= Fosh (baseball) =

Type of baseball pitch

The fosh, fosh ball, foshball, or fosh change is a seldom used pitch in Major League Baseball described as "a cross between a split-fingered pitch and a straight change-up". It is designed to fool a batter expecting a fastball to have to contend with a slower pitch. The pitch has a grip like a fastball, but the index and middle fingers are spread slightly across the baseball, and the ring and little finger wrap around the side of the ball. If thrown properly, it has characteristics like a breaking change-up or an off-speed split-finger fastball.

The origin of the fosh is unknown. Mike Boddicker was the first pitcher known to throw it, having tried it in the 1980s. As pitching coach for the Boston Red Sox, Al Nipper taught the pitch to Jeff Suppan in 1995, and Tom Gordon and Roger Clemens in 1996. Other pitchers who have used it in a game are Jason Frasor, Trevor Hoffman, Johan Santana, Jason Bere, Carl Pavano, and Carlos Rosa.
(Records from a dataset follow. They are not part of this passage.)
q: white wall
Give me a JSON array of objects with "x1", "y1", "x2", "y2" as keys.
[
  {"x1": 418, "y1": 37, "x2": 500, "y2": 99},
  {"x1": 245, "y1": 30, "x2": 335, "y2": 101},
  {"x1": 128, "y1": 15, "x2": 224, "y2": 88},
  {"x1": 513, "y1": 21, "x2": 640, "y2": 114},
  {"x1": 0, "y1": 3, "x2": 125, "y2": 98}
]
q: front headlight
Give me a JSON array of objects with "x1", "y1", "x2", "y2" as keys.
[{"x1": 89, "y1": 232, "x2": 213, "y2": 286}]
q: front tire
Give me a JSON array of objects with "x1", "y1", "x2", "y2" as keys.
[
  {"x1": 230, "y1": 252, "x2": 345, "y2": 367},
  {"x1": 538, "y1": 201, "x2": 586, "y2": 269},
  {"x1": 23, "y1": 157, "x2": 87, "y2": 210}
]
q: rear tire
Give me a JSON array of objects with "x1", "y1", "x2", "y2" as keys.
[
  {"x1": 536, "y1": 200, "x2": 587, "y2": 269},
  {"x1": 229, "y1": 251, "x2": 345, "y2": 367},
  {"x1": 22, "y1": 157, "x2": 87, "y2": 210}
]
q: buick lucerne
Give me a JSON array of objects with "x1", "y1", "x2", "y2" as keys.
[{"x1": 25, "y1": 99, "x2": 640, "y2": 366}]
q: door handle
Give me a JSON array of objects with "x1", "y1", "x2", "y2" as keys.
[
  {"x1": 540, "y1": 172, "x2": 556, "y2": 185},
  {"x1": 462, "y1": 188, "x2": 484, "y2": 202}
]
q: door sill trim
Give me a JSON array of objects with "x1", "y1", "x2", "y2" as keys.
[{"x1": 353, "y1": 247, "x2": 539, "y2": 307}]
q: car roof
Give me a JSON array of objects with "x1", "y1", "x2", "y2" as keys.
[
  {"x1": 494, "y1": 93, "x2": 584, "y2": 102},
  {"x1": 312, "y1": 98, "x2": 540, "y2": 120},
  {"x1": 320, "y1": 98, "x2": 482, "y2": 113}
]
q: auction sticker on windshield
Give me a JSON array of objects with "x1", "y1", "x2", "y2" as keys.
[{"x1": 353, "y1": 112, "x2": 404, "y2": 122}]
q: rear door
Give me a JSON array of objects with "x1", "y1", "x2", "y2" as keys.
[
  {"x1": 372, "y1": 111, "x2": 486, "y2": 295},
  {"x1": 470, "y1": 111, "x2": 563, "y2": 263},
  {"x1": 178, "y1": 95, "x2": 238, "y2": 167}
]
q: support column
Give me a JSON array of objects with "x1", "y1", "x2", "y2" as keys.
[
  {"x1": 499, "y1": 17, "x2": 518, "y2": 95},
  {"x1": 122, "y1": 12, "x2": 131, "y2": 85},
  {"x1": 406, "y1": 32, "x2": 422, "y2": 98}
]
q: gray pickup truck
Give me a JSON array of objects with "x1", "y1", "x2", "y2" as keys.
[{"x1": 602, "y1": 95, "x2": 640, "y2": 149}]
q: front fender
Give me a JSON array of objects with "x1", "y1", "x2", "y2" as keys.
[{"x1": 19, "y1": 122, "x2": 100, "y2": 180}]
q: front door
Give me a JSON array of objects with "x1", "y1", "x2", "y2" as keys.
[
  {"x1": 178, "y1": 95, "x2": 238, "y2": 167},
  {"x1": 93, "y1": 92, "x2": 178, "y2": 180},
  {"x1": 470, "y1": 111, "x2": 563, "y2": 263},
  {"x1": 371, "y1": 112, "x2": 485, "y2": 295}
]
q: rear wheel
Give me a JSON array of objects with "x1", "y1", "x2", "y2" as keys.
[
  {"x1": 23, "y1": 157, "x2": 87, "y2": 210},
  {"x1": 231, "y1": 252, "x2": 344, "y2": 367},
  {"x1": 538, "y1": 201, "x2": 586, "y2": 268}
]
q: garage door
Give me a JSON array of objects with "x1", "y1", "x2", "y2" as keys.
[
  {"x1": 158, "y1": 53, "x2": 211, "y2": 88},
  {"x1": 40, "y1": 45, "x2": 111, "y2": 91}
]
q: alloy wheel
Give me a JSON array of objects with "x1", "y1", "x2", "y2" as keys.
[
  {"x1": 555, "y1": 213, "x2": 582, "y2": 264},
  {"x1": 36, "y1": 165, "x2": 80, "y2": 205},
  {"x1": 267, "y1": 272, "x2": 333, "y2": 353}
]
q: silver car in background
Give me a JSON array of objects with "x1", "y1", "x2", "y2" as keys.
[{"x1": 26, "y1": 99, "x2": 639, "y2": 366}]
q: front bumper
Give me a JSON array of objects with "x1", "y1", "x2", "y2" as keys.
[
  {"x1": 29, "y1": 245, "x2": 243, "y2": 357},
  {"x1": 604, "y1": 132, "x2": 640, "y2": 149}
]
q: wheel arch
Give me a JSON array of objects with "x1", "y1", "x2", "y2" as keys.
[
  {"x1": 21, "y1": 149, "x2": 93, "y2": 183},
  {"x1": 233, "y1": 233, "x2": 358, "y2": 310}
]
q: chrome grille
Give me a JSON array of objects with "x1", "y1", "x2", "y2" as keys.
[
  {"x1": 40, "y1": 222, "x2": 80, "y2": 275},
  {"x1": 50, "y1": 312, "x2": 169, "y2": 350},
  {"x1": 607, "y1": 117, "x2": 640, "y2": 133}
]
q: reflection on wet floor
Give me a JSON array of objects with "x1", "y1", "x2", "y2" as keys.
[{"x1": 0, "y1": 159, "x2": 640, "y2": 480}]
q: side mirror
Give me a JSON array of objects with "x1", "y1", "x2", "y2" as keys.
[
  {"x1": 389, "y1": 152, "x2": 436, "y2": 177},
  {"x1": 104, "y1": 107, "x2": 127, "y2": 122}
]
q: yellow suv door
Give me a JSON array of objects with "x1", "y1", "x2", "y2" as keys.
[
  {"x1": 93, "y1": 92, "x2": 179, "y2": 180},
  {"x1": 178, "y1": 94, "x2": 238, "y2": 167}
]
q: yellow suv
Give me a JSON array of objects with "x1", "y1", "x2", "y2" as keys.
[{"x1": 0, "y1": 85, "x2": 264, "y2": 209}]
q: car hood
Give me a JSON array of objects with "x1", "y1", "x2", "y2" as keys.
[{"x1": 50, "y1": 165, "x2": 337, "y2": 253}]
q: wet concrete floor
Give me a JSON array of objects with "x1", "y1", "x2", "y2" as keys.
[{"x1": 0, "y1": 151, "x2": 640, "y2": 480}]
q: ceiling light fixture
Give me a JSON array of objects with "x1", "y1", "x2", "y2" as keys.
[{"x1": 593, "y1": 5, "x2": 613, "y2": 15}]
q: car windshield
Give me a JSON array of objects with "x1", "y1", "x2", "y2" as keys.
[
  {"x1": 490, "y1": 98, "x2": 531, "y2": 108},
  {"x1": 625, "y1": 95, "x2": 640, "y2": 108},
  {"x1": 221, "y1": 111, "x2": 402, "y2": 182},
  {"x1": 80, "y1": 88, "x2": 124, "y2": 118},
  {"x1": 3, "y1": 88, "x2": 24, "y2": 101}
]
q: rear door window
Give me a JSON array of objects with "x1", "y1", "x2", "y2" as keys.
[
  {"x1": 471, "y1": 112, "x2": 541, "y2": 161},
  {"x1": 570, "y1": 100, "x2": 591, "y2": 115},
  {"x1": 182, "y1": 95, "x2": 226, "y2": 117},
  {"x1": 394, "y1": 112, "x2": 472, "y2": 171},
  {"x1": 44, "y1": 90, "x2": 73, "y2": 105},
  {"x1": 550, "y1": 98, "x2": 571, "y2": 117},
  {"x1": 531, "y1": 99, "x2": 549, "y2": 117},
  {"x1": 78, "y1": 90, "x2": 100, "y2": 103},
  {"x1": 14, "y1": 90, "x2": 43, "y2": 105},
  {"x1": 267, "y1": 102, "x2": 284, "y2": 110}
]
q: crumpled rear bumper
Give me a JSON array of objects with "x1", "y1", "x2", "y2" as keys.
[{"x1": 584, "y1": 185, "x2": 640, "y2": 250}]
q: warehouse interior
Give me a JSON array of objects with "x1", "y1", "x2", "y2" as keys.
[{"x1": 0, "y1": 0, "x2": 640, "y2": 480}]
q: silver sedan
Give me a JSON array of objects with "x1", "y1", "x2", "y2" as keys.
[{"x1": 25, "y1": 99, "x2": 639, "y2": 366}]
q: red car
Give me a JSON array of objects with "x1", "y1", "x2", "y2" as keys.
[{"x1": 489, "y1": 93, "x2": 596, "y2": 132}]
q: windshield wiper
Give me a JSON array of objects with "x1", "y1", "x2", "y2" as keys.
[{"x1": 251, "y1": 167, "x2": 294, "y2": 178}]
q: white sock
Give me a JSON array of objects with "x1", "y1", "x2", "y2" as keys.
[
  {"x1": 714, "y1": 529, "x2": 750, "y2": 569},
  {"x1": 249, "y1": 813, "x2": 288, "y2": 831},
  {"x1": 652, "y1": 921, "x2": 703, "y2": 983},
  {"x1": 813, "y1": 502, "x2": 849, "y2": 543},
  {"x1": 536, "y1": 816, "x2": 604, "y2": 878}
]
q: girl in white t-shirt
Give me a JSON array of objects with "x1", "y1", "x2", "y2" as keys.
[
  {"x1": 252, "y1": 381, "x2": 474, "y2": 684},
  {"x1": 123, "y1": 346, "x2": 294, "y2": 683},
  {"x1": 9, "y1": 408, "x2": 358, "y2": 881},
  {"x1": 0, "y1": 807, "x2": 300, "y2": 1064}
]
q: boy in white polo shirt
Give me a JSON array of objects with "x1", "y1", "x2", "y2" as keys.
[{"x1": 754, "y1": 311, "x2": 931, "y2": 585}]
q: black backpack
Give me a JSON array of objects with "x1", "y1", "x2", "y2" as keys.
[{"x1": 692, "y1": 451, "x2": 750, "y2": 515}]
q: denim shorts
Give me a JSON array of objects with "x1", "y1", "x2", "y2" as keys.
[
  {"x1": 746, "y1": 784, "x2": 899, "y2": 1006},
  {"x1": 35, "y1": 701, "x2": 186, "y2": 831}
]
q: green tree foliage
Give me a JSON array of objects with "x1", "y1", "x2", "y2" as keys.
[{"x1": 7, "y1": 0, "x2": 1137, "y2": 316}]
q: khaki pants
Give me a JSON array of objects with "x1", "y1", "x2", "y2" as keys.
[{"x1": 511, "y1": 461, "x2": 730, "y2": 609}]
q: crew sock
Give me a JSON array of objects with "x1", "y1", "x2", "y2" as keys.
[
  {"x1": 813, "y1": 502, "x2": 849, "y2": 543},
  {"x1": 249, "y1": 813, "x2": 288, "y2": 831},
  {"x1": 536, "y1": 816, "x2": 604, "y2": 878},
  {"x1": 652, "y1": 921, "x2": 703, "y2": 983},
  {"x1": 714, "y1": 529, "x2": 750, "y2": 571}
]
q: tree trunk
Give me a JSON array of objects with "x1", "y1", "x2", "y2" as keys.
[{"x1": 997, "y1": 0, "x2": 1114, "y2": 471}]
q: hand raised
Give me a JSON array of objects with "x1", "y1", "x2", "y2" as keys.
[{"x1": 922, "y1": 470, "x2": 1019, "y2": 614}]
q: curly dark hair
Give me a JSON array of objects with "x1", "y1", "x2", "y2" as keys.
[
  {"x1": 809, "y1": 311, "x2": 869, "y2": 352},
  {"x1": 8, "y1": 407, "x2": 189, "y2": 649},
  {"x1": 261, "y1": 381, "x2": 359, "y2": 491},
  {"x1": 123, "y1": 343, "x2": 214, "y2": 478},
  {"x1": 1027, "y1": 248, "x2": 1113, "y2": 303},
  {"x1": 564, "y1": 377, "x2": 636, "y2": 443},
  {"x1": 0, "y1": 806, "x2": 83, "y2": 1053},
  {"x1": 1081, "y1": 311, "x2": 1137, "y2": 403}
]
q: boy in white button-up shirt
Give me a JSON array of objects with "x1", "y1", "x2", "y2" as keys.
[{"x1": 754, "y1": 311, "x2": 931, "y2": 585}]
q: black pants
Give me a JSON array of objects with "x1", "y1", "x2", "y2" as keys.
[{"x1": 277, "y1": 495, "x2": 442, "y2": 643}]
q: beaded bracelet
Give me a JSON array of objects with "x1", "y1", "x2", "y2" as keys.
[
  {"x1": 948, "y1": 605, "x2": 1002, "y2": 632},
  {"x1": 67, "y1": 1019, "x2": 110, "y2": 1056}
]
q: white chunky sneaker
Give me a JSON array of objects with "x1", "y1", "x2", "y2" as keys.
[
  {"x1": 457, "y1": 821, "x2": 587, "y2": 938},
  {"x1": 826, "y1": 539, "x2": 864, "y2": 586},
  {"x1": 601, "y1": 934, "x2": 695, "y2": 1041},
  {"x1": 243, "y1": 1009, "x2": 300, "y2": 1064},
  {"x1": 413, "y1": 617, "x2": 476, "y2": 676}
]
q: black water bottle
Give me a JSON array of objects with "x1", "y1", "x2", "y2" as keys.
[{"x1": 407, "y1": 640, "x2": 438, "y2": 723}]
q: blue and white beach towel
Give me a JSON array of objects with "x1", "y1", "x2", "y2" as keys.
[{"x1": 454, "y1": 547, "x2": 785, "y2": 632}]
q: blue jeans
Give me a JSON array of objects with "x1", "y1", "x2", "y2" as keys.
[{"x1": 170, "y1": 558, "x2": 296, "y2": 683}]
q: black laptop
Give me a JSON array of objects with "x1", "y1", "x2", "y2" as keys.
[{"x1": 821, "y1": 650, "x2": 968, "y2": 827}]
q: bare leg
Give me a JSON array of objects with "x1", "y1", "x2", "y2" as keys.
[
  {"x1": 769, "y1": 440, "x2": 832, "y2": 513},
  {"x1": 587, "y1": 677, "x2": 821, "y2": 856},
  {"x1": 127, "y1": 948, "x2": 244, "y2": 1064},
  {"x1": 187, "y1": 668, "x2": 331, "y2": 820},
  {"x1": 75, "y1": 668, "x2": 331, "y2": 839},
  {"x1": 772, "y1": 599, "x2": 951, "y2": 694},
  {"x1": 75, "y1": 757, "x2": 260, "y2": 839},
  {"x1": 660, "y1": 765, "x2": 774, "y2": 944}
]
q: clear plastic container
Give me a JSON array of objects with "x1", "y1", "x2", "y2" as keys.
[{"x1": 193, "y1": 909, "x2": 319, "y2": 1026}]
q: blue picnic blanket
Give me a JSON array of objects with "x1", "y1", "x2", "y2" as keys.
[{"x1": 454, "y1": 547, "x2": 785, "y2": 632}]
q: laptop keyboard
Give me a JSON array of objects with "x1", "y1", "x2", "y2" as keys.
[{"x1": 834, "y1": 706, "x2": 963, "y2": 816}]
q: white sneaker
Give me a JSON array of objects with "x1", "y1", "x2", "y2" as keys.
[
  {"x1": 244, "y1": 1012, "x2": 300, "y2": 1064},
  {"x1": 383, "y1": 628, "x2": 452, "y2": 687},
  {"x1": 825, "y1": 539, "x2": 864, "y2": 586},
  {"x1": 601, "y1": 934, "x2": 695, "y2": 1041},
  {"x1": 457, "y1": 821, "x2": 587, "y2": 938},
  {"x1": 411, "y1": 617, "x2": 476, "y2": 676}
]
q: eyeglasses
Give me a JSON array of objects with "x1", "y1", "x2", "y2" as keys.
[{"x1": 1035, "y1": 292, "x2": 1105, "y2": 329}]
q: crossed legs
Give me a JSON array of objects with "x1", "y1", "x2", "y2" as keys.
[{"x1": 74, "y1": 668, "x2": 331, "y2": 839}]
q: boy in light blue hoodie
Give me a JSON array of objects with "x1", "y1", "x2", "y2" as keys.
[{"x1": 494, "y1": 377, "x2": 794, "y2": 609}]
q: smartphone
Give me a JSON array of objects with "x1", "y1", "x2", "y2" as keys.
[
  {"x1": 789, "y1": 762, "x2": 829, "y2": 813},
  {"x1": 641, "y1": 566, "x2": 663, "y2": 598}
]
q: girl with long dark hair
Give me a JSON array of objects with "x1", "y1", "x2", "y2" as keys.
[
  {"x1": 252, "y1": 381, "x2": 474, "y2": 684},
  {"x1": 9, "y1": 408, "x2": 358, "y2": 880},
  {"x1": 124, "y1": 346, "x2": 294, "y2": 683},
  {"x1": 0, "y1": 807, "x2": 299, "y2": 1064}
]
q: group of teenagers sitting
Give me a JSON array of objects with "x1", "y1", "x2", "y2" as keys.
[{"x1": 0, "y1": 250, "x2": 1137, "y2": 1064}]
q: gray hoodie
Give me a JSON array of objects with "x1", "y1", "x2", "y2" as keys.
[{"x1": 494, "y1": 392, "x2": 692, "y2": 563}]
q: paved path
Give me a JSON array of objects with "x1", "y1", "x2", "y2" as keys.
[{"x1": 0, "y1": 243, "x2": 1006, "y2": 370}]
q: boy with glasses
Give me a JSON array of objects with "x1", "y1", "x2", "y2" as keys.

There are various etymologies for the term "fosh". According to The Neyer/James Guide to Pitchers: An Historical Compendium of Pitching, Pitchers, and Pitches, three derivations are known. One is that Earl Weaver described it as "a cross between a fastball and a dead fish". Another is a description by David Nied, who said the term sounds "like the perfect word for the movement of the pitch". A third derivation, from Al Nipper, is that fosh is an acronym for "full of ...".